I need help.
#29
by
thebryanalvarado
- opened
Hello Comunity I want to improve this train process:
%%time
if to_train:
output_dir = f'./sql-training-{str(int(time.time()))}'
training_args = TrainingArguments(
output_dir=output_dir,
learning_rate=5e-3,
num_train_epochs=2,
per_device_train_batch_size=16, # batch size per device during training
per_device_eval_batch_size=16, # batch size for evaluation
weight_decay=0.01,
logging_steps=50,
evaluation_strategy='steps', # evaluation strategy to adopt during training
eval_steps=500, # number of steps between evaluation
)
trainer = Trainer(
model=finetuned_model,
args=training_args,
train_dataset=tokenized_datasets['train'],
eval_dataset=tokenized_datasets['validation'],
)
trainer.train()
finetuned_model.save_pretrained("finetuned_model_2_epoch")

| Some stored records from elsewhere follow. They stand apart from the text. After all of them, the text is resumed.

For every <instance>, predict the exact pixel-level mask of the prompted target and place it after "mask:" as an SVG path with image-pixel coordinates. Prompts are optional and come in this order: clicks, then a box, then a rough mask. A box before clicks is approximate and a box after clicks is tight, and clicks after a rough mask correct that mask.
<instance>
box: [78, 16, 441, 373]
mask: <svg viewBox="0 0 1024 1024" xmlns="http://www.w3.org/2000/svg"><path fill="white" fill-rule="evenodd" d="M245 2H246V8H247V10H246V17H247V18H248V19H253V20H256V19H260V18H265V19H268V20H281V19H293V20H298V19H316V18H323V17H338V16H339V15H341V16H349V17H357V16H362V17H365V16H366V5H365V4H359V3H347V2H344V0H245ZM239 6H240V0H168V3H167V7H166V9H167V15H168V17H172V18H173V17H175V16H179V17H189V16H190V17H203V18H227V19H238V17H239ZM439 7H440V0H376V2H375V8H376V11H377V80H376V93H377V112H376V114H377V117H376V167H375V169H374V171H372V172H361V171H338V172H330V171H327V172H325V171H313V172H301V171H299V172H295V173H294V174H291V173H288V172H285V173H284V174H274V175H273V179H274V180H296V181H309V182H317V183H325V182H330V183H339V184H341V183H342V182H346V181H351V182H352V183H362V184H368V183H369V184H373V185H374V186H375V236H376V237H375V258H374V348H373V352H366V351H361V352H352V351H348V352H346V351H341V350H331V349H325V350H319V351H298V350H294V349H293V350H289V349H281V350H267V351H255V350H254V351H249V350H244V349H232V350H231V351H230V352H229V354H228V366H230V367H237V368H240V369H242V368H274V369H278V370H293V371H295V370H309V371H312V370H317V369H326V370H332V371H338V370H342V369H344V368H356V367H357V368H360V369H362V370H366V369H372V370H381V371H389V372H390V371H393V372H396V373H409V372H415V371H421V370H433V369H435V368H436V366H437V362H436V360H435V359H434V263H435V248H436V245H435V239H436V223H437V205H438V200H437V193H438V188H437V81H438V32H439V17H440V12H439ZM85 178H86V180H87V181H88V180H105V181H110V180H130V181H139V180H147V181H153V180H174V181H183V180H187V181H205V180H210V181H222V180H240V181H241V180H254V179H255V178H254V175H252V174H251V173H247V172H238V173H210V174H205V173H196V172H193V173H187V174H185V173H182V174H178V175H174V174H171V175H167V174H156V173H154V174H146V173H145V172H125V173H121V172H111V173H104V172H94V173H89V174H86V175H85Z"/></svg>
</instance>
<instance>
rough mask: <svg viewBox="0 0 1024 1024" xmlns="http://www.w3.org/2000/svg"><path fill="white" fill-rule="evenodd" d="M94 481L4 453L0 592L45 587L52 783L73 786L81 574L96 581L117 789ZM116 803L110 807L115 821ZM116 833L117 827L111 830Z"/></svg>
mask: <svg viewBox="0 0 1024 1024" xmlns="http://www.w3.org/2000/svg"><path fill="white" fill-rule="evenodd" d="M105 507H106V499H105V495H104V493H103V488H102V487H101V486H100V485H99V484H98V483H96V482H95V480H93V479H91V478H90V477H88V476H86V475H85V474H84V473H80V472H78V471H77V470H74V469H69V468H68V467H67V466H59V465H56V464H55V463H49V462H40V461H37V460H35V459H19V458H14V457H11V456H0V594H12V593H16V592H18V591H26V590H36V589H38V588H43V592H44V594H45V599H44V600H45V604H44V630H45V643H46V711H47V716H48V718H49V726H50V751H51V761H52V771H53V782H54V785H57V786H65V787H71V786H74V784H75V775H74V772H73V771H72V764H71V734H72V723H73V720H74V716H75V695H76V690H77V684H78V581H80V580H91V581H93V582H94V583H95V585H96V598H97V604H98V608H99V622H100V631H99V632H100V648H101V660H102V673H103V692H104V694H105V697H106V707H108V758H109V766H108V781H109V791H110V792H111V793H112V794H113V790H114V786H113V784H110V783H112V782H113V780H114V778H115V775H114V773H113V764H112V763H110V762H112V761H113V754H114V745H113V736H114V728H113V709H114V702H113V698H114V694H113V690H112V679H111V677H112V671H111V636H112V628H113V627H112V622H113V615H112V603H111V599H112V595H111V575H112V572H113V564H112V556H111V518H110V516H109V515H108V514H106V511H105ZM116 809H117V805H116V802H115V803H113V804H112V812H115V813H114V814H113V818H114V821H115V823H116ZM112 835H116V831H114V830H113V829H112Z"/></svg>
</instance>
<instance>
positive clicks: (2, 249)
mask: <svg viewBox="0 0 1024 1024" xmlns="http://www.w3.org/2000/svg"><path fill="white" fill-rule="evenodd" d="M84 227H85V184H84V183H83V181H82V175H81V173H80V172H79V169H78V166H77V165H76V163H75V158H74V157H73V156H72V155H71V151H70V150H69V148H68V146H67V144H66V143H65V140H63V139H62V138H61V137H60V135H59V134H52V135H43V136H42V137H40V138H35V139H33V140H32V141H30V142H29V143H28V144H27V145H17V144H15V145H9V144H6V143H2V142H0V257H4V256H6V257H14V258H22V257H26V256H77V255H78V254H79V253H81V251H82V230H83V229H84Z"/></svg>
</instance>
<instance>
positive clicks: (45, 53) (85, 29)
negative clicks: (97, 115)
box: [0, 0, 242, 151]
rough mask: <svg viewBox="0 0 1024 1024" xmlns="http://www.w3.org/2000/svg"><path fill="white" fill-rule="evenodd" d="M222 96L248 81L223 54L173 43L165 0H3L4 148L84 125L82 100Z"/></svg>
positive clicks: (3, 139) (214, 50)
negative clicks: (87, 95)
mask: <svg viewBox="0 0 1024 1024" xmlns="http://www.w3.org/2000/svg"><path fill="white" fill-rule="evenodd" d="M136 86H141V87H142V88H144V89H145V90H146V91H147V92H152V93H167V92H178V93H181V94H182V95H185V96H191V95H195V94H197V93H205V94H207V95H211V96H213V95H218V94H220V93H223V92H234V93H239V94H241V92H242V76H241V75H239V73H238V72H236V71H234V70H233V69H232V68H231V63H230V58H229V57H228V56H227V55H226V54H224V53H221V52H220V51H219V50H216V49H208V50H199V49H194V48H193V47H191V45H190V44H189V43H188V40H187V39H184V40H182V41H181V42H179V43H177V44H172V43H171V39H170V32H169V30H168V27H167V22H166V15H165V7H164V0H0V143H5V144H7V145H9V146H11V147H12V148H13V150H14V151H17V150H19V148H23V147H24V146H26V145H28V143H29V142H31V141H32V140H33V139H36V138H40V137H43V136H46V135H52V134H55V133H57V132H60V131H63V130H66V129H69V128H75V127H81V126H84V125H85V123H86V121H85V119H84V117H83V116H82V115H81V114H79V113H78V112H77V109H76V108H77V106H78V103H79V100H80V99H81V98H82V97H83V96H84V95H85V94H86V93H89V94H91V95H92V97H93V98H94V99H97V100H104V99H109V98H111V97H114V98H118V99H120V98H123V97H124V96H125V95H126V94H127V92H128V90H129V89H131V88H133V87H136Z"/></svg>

It can last 40 hours on my laptop with RTX 4050
Hi Bryan, your problem is probably already solved by now but anyway, from what I can see from your code you could probably benefit a lot by lowering the floating point precision to fp16, and then you would surely get the speed-up you are looking for. You might also find this helpful: https://discuss.huggingface.co/t/t5-fp16-issue-is-fixed/3139
Best of luck!